Risk management measures

- Net capital balance requirement in conformity with international acceptable norms redefined and enhanced 10 times.

- Capital Adequacy introduced exposure of brokers must not exceed 25 times net capital balance.

- Margin requirements strengthened (margin requirement raised, free exposure limit abolished).

- Prohibition on "blank selling" of any kind.

- T+3 system fully implemented at the three stock exchanges.

- Introduced regulations for short selling.

- Improved COT regulations (COT allowed in specific liquid shares, higher margins to be mandated for COT, COT for a minimum period of 10 days).

- Investor Protection Fund and Clearing House Protection Fund to be fully funded by June 30, 2007.

Regulatory reforms

In order to strengthen the regulatory framework of the Capital Market, the implementation of the SEC's reform agenda, a number of rules and regulations were issued, which include:

- Brokers, Agents Registration Rules.

- Members, Agents and Traders (Eligibility Standards) Rules.

- Insider Trading Guidelines.

- Stock Exchange Members (Inspection of Books & Records) Rules.

- Public Companies (Employees Stock Option Scheme) Rules.

- Share Transfer Agents, Underwriters, Balloters and Consultant to the Issue Rules.

- Companies Share Capital (Variations in Rights and Privileges) Rules.

- Regulations for Futures Trading in Provisionally Listed Companies.

- Guidelines for the preparation of prospectus and supporting documents.

- Regulations for short selling.

Market development

- Establishment of Futures Contracts Market

- National Clearing & Settlement System: The National Clearing Company of Pakistan Limited was incorporated on July 3, 2001 and has commenced operations w.e.f.
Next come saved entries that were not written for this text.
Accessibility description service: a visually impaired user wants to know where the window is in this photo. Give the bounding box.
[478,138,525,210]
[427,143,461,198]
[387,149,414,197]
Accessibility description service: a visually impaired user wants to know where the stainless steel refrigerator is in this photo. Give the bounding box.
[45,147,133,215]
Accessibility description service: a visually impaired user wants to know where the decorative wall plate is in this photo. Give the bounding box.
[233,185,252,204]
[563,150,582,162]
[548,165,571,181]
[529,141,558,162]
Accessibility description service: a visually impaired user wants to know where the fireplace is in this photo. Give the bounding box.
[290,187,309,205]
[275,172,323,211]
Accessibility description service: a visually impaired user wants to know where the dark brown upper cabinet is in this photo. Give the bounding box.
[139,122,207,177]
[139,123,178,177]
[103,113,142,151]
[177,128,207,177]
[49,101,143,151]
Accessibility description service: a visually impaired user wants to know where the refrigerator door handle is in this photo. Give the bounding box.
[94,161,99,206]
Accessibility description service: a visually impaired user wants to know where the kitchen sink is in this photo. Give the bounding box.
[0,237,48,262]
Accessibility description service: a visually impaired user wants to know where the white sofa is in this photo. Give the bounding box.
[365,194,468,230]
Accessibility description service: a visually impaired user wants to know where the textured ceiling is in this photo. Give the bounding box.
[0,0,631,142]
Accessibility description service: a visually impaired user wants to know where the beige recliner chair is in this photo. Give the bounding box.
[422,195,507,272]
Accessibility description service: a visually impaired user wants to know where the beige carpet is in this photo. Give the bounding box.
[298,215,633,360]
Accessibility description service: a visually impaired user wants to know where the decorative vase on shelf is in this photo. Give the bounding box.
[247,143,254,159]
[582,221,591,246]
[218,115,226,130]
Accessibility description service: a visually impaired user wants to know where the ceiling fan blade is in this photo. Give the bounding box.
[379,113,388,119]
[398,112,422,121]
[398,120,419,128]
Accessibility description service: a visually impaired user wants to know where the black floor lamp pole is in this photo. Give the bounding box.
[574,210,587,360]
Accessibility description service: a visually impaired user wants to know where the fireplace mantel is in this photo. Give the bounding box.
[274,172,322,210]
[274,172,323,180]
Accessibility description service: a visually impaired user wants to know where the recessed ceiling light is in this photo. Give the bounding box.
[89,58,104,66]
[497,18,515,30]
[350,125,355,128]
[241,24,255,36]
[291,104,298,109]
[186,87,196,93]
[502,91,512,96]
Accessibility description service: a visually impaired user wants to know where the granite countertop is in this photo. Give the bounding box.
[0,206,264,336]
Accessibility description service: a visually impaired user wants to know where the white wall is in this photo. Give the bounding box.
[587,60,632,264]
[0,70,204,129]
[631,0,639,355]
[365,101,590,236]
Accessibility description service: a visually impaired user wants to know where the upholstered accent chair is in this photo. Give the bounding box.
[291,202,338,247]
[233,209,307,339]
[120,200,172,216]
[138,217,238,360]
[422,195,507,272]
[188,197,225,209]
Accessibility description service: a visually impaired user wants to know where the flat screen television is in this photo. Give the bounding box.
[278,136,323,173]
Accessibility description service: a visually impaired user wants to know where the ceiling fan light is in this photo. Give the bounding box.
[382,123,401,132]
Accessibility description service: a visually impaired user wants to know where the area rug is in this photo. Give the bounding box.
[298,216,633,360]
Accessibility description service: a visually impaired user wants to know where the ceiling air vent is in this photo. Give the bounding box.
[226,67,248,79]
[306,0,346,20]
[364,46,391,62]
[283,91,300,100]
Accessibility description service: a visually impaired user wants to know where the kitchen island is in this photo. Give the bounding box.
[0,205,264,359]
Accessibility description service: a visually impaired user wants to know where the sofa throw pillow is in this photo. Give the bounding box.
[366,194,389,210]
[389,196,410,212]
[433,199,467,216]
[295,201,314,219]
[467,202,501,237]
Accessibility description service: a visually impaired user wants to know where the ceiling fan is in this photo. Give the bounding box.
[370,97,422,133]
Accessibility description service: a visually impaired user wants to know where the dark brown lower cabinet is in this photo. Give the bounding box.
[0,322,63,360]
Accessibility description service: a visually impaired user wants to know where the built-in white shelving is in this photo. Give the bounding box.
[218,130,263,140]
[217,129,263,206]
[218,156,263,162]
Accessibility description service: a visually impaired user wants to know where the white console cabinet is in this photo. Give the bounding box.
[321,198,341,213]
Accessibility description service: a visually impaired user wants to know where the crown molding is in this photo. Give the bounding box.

December 24, 2001 and so far 27 scrips have been added to the NCSS.

- Approval for establishment of National Commodity Exchange Limited.

- Approval, in principle, of an OTC market.
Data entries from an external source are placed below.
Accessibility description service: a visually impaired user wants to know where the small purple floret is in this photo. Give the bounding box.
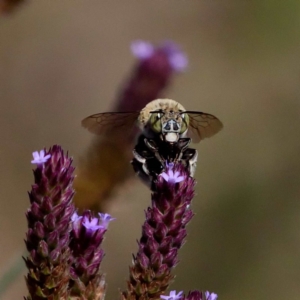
[82,216,103,231]
[131,40,154,59]
[160,169,185,184]
[161,41,188,72]
[71,212,82,222]
[98,213,116,229]
[205,291,218,300]
[161,290,183,300]
[131,39,188,73]
[31,150,51,165]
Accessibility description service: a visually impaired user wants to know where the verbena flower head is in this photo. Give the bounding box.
[69,210,112,299]
[25,145,75,299]
[122,163,195,300]
[31,149,51,165]
[115,39,188,113]
[161,290,183,300]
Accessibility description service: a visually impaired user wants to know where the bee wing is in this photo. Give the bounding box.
[82,111,140,136]
[185,111,223,143]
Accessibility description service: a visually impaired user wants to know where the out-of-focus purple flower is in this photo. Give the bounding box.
[161,41,188,72]
[116,40,189,113]
[98,212,116,229]
[122,163,195,300]
[31,149,51,165]
[161,290,183,300]
[131,40,188,73]
[0,0,26,14]
[205,291,218,300]
[131,40,154,59]
[25,145,75,300]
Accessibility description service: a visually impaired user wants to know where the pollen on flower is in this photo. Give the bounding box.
[161,290,183,300]
[31,150,51,165]
[98,213,116,229]
[205,291,218,300]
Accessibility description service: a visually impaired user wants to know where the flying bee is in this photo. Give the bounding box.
[82,99,223,188]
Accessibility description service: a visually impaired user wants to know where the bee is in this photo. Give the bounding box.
[82,99,223,188]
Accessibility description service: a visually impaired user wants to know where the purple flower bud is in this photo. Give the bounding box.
[33,222,45,239]
[44,213,56,230]
[49,249,60,263]
[47,230,59,248]
[164,248,178,266]
[184,291,204,300]
[37,240,49,257]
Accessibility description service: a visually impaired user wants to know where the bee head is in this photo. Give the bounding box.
[149,110,189,142]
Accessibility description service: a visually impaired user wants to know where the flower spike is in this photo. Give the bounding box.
[122,163,195,300]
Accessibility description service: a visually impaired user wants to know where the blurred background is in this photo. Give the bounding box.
[1,1,300,299]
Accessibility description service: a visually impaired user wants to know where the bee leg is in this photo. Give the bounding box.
[188,150,198,177]
[144,138,165,169]
[131,150,153,188]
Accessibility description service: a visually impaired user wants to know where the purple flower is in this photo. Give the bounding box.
[98,212,116,229]
[25,145,75,299]
[122,163,195,300]
[205,291,218,300]
[69,210,112,298]
[71,211,82,222]
[131,40,188,73]
[131,40,154,59]
[82,215,103,231]
[31,149,51,165]
[161,41,188,72]
[161,290,183,300]
[160,169,185,184]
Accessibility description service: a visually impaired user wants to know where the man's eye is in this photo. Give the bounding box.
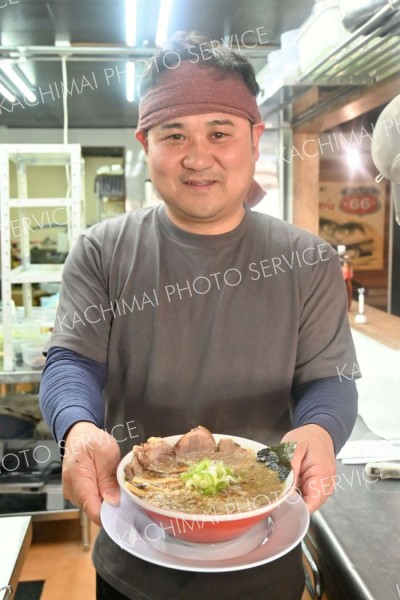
[212,131,228,139]
[166,133,184,141]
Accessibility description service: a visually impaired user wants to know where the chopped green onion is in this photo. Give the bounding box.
[180,459,239,495]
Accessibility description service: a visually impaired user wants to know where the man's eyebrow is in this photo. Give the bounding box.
[157,119,236,130]
[206,119,235,126]
[158,122,184,130]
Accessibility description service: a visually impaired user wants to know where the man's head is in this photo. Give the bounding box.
[135,32,265,234]
[138,31,261,117]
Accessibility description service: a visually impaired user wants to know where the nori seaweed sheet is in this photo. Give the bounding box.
[256,442,297,481]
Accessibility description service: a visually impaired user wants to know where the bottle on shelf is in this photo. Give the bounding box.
[337,244,353,311]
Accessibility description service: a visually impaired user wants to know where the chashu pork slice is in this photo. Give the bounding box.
[173,426,217,457]
[217,438,254,457]
[127,437,176,476]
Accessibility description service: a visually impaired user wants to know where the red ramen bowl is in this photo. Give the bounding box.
[117,434,296,544]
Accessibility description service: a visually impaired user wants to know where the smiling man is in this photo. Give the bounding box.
[136,111,264,232]
[135,53,266,234]
[40,32,359,600]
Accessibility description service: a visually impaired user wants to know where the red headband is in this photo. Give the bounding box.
[136,60,265,207]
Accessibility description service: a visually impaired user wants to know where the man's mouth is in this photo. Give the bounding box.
[183,179,217,187]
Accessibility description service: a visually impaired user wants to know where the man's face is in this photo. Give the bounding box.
[136,112,265,234]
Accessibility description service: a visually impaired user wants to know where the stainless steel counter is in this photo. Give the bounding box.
[304,417,400,599]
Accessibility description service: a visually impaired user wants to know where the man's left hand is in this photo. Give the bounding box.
[281,424,336,513]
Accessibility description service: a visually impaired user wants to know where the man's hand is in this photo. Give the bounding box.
[281,424,336,513]
[62,422,121,525]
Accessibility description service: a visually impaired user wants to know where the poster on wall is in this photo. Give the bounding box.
[319,181,386,270]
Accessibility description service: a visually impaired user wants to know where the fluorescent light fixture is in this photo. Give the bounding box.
[0,61,37,103]
[126,61,135,102]
[0,81,16,103]
[125,0,137,46]
[55,39,71,48]
[155,0,173,47]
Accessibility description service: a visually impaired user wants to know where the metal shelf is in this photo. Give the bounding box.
[0,363,43,384]
[259,0,400,123]
[298,0,400,87]
[0,143,83,372]
[6,144,81,166]
[8,198,75,208]
[10,264,64,284]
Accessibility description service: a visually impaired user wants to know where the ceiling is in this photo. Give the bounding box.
[0,0,315,129]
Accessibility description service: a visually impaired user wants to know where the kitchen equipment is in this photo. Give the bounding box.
[340,0,398,32]
[364,461,400,478]
[371,94,400,225]
[0,414,36,439]
[355,287,368,323]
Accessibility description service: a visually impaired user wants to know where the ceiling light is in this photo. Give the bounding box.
[0,82,16,103]
[155,0,173,47]
[55,39,71,48]
[126,61,135,102]
[125,0,137,47]
[0,61,37,103]
[345,148,362,171]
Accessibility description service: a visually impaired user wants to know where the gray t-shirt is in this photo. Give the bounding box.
[51,204,356,448]
[49,204,357,598]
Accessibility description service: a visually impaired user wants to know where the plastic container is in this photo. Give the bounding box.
[281,29,300,49]
[297,0,351,73]
[21,341,47,368]
[266,50,284,91]
[280,29,300,79]
[268,49,283,72]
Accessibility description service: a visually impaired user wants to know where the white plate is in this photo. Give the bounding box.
[100,492,309,573]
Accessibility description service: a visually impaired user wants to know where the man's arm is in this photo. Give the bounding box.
[282,376,358,513]
[40,346,106,443]
[292,376,358,454]
[39,347,120,525]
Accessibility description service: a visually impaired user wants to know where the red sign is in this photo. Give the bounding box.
[340,193,380,215]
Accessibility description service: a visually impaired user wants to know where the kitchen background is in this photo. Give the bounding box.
[0,1,400,599]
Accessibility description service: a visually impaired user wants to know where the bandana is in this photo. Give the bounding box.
[136,60,266,207]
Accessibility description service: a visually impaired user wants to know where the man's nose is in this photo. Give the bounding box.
[182,139,214,170]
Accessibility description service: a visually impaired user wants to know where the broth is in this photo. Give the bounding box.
[125,450,286,515]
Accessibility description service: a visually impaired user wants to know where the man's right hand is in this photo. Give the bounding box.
[62,422,121,526]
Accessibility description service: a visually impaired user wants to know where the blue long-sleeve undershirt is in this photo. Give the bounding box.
[39,346,106,444]
[39,347,358,453]
[292,376,358,454]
In addition, steps are being taken towards the demutualization of the stock exchanges, which will strengthen corporate governance and boost investor confidence.

Enhanced disclosure requirements

- The Commission has directed all the listed companies to submit their quarterly account in an effort to improve transparency and disclosure by companies.

- The companies are required to submit these accounts to their registrars and shareholders as well as to the Stock Exchange and the Commission.

Steps taken for the improvement of the primary market

- Maximum Disclosure has been ensured in the prospectus for information of prospective investors.

- SEC has taken a number of measures to simplify and expedite the processing/approval of public offerings.

- Stock exchange listing fee, brokerage and bankers to the issue commissions have been reduced.

- Shelf registration has been allowed.

- TFCs can now be issued in tranches.

- Publication of abridged prospectus has been allowed.

- The review of prospectus for further improving the quality of disclosure in the prospectus has been initiated.

- Rationalization of documents to be sent to SEC along with the application for approval of prospectus.

For future, it is extremely critical that the regulatory tone set by the Commission under leadership of Mr. Khalid Mirza must continue. The Commission has a lot more to achieve and it is hoped that same degree of commitment and professionalism will be maintained in future. The government who has been taking credit for developing SEC as a world class regulator must appoint a new Chairman at the earliest. The head of this rather sensitive and highly technical organization must be an individual of high integrity and professional skills.